The toppling of Saddam Hussein’s statue in Firdos Square in Baghdad shortly after the invasion of Iraq in 2003.


On April 9, 2003, during the US invasion of Iraq, a large statue of Saddam Hussein in Baghdad's Firdos Square was destroyed by Iraqi civilians and United States Marines. The event received global media coverage, wherein it came to symbolize the end of Saddam's rule in Iraq.[1]

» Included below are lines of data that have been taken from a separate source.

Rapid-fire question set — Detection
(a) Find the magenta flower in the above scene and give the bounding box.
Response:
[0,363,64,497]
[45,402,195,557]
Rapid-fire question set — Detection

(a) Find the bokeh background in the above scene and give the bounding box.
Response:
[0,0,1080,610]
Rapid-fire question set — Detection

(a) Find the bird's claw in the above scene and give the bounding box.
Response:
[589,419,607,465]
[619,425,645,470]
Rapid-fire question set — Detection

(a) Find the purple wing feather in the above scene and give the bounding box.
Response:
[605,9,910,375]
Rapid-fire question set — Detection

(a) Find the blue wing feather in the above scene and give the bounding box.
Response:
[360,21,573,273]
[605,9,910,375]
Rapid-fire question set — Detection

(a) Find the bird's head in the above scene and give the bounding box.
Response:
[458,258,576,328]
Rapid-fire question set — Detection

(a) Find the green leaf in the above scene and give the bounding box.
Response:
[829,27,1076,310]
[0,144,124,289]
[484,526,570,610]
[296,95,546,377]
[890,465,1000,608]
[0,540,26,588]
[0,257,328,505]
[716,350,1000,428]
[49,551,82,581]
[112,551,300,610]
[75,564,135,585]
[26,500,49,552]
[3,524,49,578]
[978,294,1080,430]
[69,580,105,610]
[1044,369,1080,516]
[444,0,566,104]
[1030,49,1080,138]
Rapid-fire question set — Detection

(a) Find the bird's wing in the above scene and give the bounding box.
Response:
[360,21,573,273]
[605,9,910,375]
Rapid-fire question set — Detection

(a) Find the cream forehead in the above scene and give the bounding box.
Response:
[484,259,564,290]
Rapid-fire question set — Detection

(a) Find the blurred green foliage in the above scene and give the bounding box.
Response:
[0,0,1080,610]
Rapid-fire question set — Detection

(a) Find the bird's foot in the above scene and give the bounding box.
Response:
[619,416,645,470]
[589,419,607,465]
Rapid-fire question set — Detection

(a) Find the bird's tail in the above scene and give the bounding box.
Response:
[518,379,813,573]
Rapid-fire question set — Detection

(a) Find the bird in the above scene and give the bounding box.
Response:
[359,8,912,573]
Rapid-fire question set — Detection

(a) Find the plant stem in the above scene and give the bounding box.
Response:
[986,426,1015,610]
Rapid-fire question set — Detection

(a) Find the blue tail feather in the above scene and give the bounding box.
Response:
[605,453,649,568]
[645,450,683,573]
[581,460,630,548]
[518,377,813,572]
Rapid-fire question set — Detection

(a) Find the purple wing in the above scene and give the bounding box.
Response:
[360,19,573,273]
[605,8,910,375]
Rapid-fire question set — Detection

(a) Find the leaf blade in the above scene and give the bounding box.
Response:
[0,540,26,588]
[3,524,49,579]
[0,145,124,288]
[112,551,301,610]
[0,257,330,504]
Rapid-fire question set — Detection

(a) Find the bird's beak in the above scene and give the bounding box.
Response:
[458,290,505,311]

US government officials and journalists, citing footage of jubilant Iraqis jumping on and sledgehammering the statue, claimed the event symbolized a victory for the United States, but this narrative was undermined by the development of an Iraqi insurgency.[2] A retrospective analysis by ProPublica and The New Yorker concluded that the media had exaggerated both the size and enthusiasm of the crowd, had influenced the crowd's behavior, and subsequently had turned the event into "a visual echo chamber" that promoted an unrealistically positive account of the invasion at the expense of more important news stories.[2][3]

  1. ^ "Baghdad falls to U.S. Forces".
  2. ^ a b Maass, Peter (3 January 2011). "The Toppling: How the Media Inflated the Fall of Saddam's Statue in Firdos Square". ProPublica.
  3. ^ Fisher, Max (January 3, 2011). "The Truth About Iconic 2003 Saddam Statue-Toppling". The Atlantic.